Jeffries analyst Philippe Houchois has raised his Tesla (NASDAQ: TSLA) price target by 47% to $1,400 from $950. The analyst believes Tesla looks more scaled up today than most OEMs, and is in a position to turn the legacy zero-sum game into a negative one.
Jeffries analyst Philippe Houchois believes Tesla's price is sending a warning of relevance to traditional and also challenger OEMs. With an acceleration of self-funded growth in Q3 and un-heard-of returns at a brand price point moving towards volume segments, Tesla looks more scaled up today than most OEMs and is in a position to turn the legacy zero-sum-game into a negative one. As such, the firm raises estimates 16% across P&L and FCF, and boosts its price target to $1,400.
Tesla to Industry: more scary near-term than bullish long-term
Tesla’s last 2 sets of results have impressed on all metrics, with Tesla continuing to leverage R&D and SG&A. Adjusted for ZEV and CEO special comp, Q3 "GAAP" margin reached 14.2%, mainly from hardware according to CFO Zach Kirkhorn. Gross margin of 28.8% validates hopes of a more profitable EV world ahead. Near term, the difference reflects multiple competitive edges which Jeffries sees lasting longer than many investors think, from direct selling to battery density/cost, software, chip design/sourcing and design-to-manufacture, altogether avoiding the complexity and inefficiency that are plaguing the industry's business model. OEMs are responding slowly and only one or two challenges at a time.
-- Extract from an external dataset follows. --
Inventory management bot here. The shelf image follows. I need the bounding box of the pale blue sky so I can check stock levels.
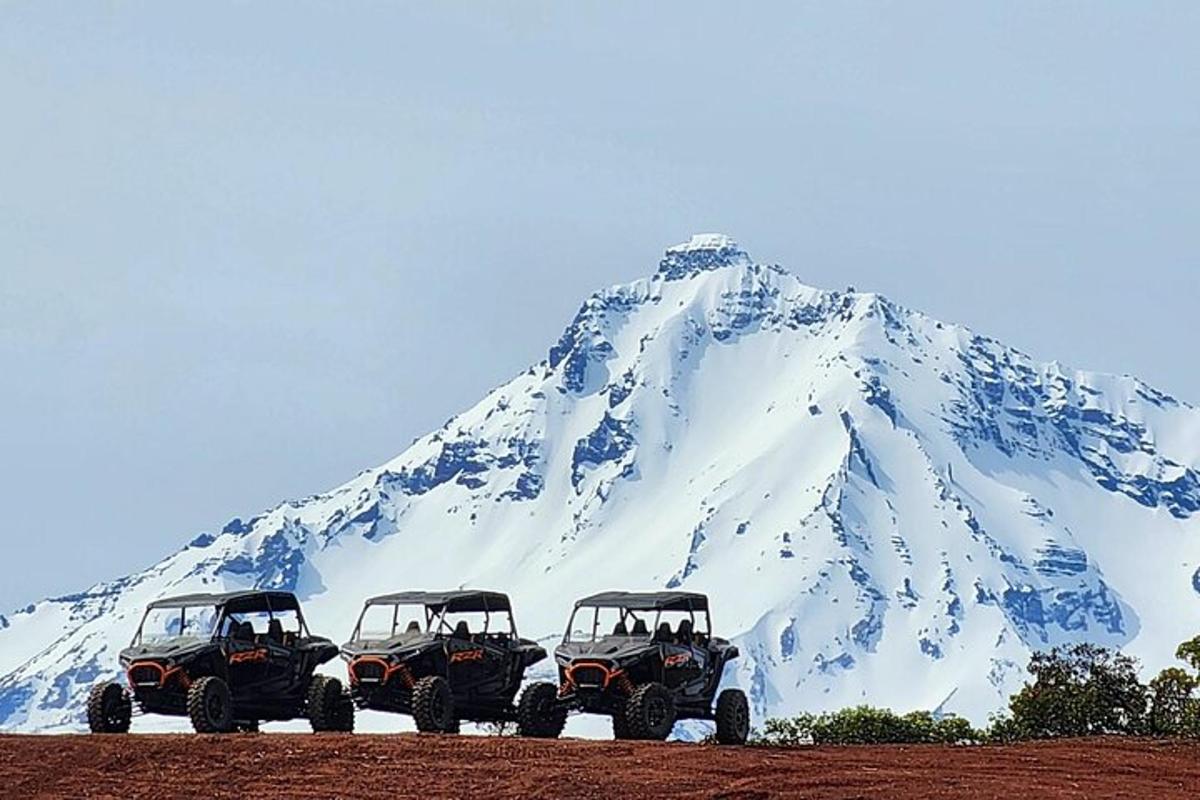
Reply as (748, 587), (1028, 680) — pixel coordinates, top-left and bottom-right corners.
(0, 0), (1200, 609)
Houchois wrote that the firm has long resisted the idea Tesla could sell 20 million units by 2030 (20-25% global share) given the industry's size, strategic importance, and political support. Jeffries still does, but conviction is weaker considering the accelerating gap in growth and profitability. Without dismissing execution risk, Tesla is getting to a position where it can balance affordability and speed, goals which are as important as profitability in Elon Musk's vision. As the model range and price points move away from BMW or Mercedes towards mid-market, with a yet to be confirmed $25,000 model, Tesla looks set to gain share from large OEMs, potentially claiming a disproportionate share of the industry profit pool in the coming 3-5 years as legacies enter the margin dilutive EV transition phase. VW or GM may soon sell more EVs than Tesla but "de-growth" in ICE accelerates the loss of scale while Tesla demonstrated an EV OEM can scale up at lower volume. Bsheet could be the next topic with net cash c. $8bn (ex Bitcoin gain, 15% of annualized revenue) and NWC adding to high cash conversion and creating further opportunities to accelerate growth including captive financing.
Raising 2021 - 23 estimates c.16%
Jeffries raises both growth (3 million by '25, 39% CAGR, (32%) guidance 50%) and profitability assumptions with EBIT margins 3-4points higher to 16+% in its forecast period...The firm has assumed:
1) capex scaling from 12% to 6.5% of revenue by 2025 to $10.6 billion or $35bn to add 2 million units of model/capacity and
2) -ve NWC supporting FCF. The firm's GAAP EPS for 2022-23 is $6.7-9.7
Valuation - Jeffries raise its price target to $1,400
Valuing Tesla is not getting any easier. Material upgrades in the 2022-25E period help. Earnings momentum is set to remain a multiple of Legacy, with the latter's risk profile is inversely linked to Tesla growth. The "normalization" of Tesla is inevitable but years away in the firm's view as Tesla's auto growth and ROIC remain multiples of legacies and Tesla branches out. Tesla is trading on 10x and 75x 2023E revenue and EBIT.